Start the remote cybersecurity awareness training by going over some simple principles - remind staff not to share their work devices with their children or spouses, inform them that their activity is being regularly monitored, encourage them to use password managers and never share their passwords on email or messages, send regular reminders for them to update critical software etc.
2. Phishing Emails
Speaking of awareness building, phishing emails are the number one source of the majority of cyber-attacks that take place globally. It is usually an unsuspecting employee that clicks on a malicious email and that’s all the criminals need to enter into your network.
Staff has to be made very well aware of the dangers of phishing, SMShing and Vishing, especially when it comes to links and documents with Coronavirus related information. They must also be encouraged to report malware infections and suspicious activities promptly.
Most importantly, you must create a culture where the staff feels safe in reporting or owning up to any mistake they may have inadvertently made, such as accidentally clicking on a malicious-looking link or opening a suspicious attachment. They must also be very cautious about pop-ups when surfing the web.

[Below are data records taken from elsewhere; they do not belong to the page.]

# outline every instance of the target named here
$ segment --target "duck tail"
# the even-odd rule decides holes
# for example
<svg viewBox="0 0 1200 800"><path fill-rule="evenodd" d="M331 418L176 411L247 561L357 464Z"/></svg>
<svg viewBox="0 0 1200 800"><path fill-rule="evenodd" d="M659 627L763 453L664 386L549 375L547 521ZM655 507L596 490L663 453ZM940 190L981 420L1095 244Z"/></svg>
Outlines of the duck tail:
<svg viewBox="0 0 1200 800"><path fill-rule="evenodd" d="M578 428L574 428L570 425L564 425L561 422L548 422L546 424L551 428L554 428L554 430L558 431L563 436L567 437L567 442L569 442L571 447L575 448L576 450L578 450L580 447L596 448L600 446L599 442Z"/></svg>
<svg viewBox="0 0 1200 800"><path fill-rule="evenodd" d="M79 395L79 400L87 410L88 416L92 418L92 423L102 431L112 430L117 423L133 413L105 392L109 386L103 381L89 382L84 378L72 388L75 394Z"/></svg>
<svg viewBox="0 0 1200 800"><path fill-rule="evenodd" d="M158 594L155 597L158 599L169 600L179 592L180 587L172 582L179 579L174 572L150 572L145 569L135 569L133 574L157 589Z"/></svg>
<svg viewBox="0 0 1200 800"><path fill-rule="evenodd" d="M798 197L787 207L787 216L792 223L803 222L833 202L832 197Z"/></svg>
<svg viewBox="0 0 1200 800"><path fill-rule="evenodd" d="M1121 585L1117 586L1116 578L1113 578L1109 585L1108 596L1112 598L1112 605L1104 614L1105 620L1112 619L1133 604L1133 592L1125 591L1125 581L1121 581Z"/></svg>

3. Online meetings and calls
Remote work equals video conferences and multiple calls throughout the day. While technology has made collaborating with anyone across the globe a breeze, it has also laid out interesting new boobytraps along the way!
Employees must be cautioned against the dangers of discussing confidential information from their homes while their smart speakers (Amazon’s Alexa, Apple’s Homepod, Google’s Home etc) are active and enabled.
Educate staff to not leave their machines unlocked, leave their webcams unblocked etc. These are some basic hygiene checks that everyone must be familiar with as online meetings and virtual interactions become the norm.
4. Policy and Exceptions
If as a business, you don't have a remote working cybersecurity policy yet, put one in place pronto!
Employees must be aware of the company’s Acceptable Usage Policy - they should know what is unacceptable and what activities will be treated as illegal on corporate machines and networks.
It is also important to have an ‘exceptions’ register as well as a list of things that can never be made an exception. The idea is to offer as much clarity as possible to the staff so that they don't make mistakes out of sheer negligence.
5. Managing Security Incidents Remotely
One of the perils of working from home perpetually is that people in the organisation start to become complacent about reporting incidents and issues. From a visibility point of view, the support department may not know that there is ongoing suspicious activity on a particular person’s system.
To address this challenge, it is imperative that employees are regularly trained in cybersecurity best practices and fully familiar with incident-reporting procedures. In addition, key members of the organisations, including management and technical leaders, must be familiar with basics of incident response in case that imminent threat turns into a real attack.
Furthermore, it is also crucial that businesses start investing in regular testing of their incident response plans to ensure that when a crisis does strike, employees working from their respective locations know what to do and how to collaborate remotely to best mitigate the impact of the attack.
6. Privileged Users
IT staff and other business privileged users have to be made aware of their additional responsibilities and security expectations as they work remotely. They mustn’t use their privileged credentials for daily tasks.
Two-factor authentication has to be made compulsory for them, without any exceptions.
Taking the above steps is the ideal way to start ensuring that your employees are able to work safely from anywhere they like.
Remember- the cyber criminals are coming for you and nobody is safe! The only way to ensure least impact on your business is to prepare, prepare, prepare. Happy Planning!